What changed? Covid-19 and the shock to the system that was the Trump administration have opened up political space that didn’t exist before. We have been gradually moving toward a sea change in attitudes about government as the slow-rolling generational realignment we’re experiencing takes hold, and it has accelerated as the country (or at least the vaccinated half) emerges from the pandemic and begins to confront the trauma we have lived through. Our social, racial and economic inequalities have been on full display, and it is altering the way many people look at the social contract, rejuvenating positive attitudes about government that have been dormant for over four decades.
These changing attitudes are reshaping the political calculus. Moderate Democrats know their Republican opponents are going to tar them as tax-and-spend socialists, but that didn’t stop them from advancing the Biden plan. It’s not just because the measures in the package are popular – so is voter protection, but that’s proved to be a more difficult lift. It’s because Democrats believe the attacks won’t work this time. They are operating under a new paradigm that assumes their constituents will reward them for supporting expansive government policy financed by the very rich.
Of course, the reconciliation package is far from a done deal. The $3.5 trillion budget target has to be formalized by the Senate, then the difficult business of determining what’s in the bill will commence. Those details could strain the Democrats’ paper-thin majorities, and it’s going to be a huge legislative challenge to assemble a package that can pass the Senate with every Democrat on board. But even if things fall apart, we have already seen the party agree on a policy blueprint that is unprecedented in our time and all the more impressive for the fact that every caucus member had to be on board.
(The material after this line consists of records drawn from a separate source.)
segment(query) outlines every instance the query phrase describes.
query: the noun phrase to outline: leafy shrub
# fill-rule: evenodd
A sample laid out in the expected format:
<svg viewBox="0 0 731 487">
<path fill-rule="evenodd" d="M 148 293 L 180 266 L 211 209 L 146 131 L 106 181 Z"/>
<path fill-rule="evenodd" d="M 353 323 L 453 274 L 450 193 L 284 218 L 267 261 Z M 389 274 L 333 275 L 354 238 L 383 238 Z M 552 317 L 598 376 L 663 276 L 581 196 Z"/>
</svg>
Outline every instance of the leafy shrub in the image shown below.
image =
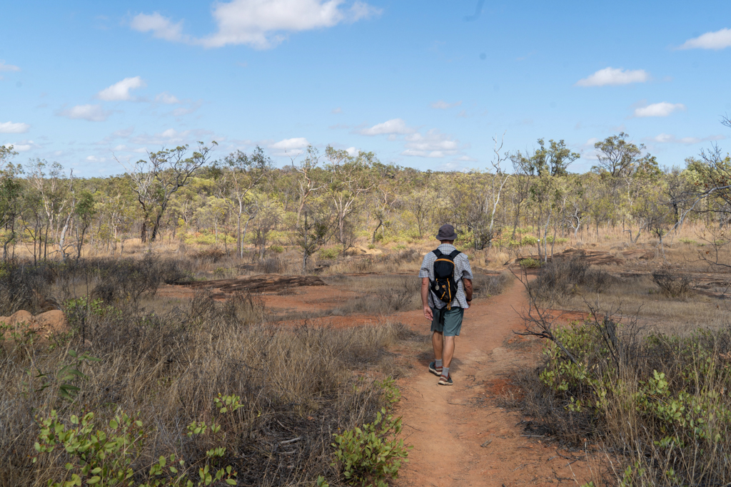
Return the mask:
<svg viewBox="0 0 731 487">
<path fill-rule="evenodd" d="M 401 418 L 391 414 L 401 399 L 401 393 L 391 377 L 381 386 L 386 405 L 376 415 L 376 421 L 362 427 L 334 434 L 336 448 L 333 467 L 338 467 L 346 481 L 351 485 L 388 487 L 388 478 L 398 478 L 398 469 L 408 461 L 409 450 L 396 436 L 401 432 Z"/>
<path fill-rule="evenodd" d="M 521 245 L 535 245 L 538 243 L 538 238 L 533 235 L 526 235 L 520 239 Z"/>
<path fill-rule="evenodd" d="M 338 258 L 340 251 L 335 248 L 320 249 L 319 258 L 325 261 L 332 261 Z"/>
<path fill-rule="evenodd" d="M 592 267 L 580 257 L 554 258 L 541 267 L 531 290 L 540 300 L 561 302 L 565 296 L 577 293 L 602 293 L 615 282 L 605 270 Z"/>
<path fill-rule="evenodd" d="M 596 312 L 555 329 L 538 383 L 524 389 L 532 427 L 623 453 L 622 486 L 726 485 L 731 328 L 640 331 Z"/>
<path fill-rule="evenodd" d="M 268 257 L 260 261 L 257 268 L 265 274 L 281 274 L 284 270 L 284 262 L 279 257 Z"/>
<path fill-rule="evenodd" d="M 537 261 L 532 257 L 521 258 L 520 261 L 518 261 L 518 264 L 521 267 L 525 267 L 526 269 L 538 269 L 542 265 L 543 265 L 542 262 L 541 262 L 540 261 Z"/>
<path fill-rule="evenodd" d="M 695 280 L 689 274 L 654 272 L 652 278 L 665 296 L 671 298 L 688 297 L 695 287 Z"/>
<path fill-rule="evenodd" d="M 243 407 L 238 396 L 221 396 L 214 399 L 219 417 L 232 413 Z M 125 485 L 135 486 L 133 464 L 142 456 L 145 439 L 152 432 L 146 429 L 139 419 L 133 419 L 124 412 L 115 415 L 108 423 L 99 425 L 94 422 L 94 413 L 88 412 L 80 418 L 72 415 L 67 425 L 58 418 L 56 410 L 48 418 L 38 421 L 40 432 L 35 444 L 37 456 L 50 454 L 56 448 L 64 450 L 61 461 L 65 461 L 67 471 L 62 477 L 69 481 L 54 481 L 49 479 L 48 487 L 67 487 L 71 486 Z M 139 414 L 135 418 L 138 418 Z M 220 419 L 219 420 L 220 421 Z M 205 421 L 194 421 L 188 426 L 188 437 L 208 435 L 222 441 L 225 433 L 221 433 L 221 425 L 216 422 L 207 424 Z M 221 437 L 220 438 L 216 437 Z M 217 447 L 206 452 L 204 466 L 198 469 L 198 481 L 194 484 L 185 473 L 185 461 L 175 462 L 175 455 L 169 459 L 160 456 L 150 467 L 148 481 L 137 484 L 139 487 L 192 487 L 210 486 L 224 480 L 235 486 L 236 472 L 230 466 L 217 468 L 218 459 L 226 453 L 225 447 Z M 169 461 L 169 463 L 168 463 Z M 182 472 L 178 471 L 178 469 Z"/>
</svg>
The days are over when Republicans can frighten Democrats into running away from the kind of bold social policies that long ago defined the party. We may or may not be at the point where those policies can become law – that’s something we’ll know soon enough – but what happened in the Senate last week overturned a decades-old legislative paradigm. As generational change continues, Democrats will eventually have larger majorities to work with — provided we have free elections where everyone has a chance to participate — and the kind of legislating that was once impossible and is now a struggle will become standard. Republicans know this too, which is why they are so determined to forestall the establishment of this new majority by any means necessary while they still can.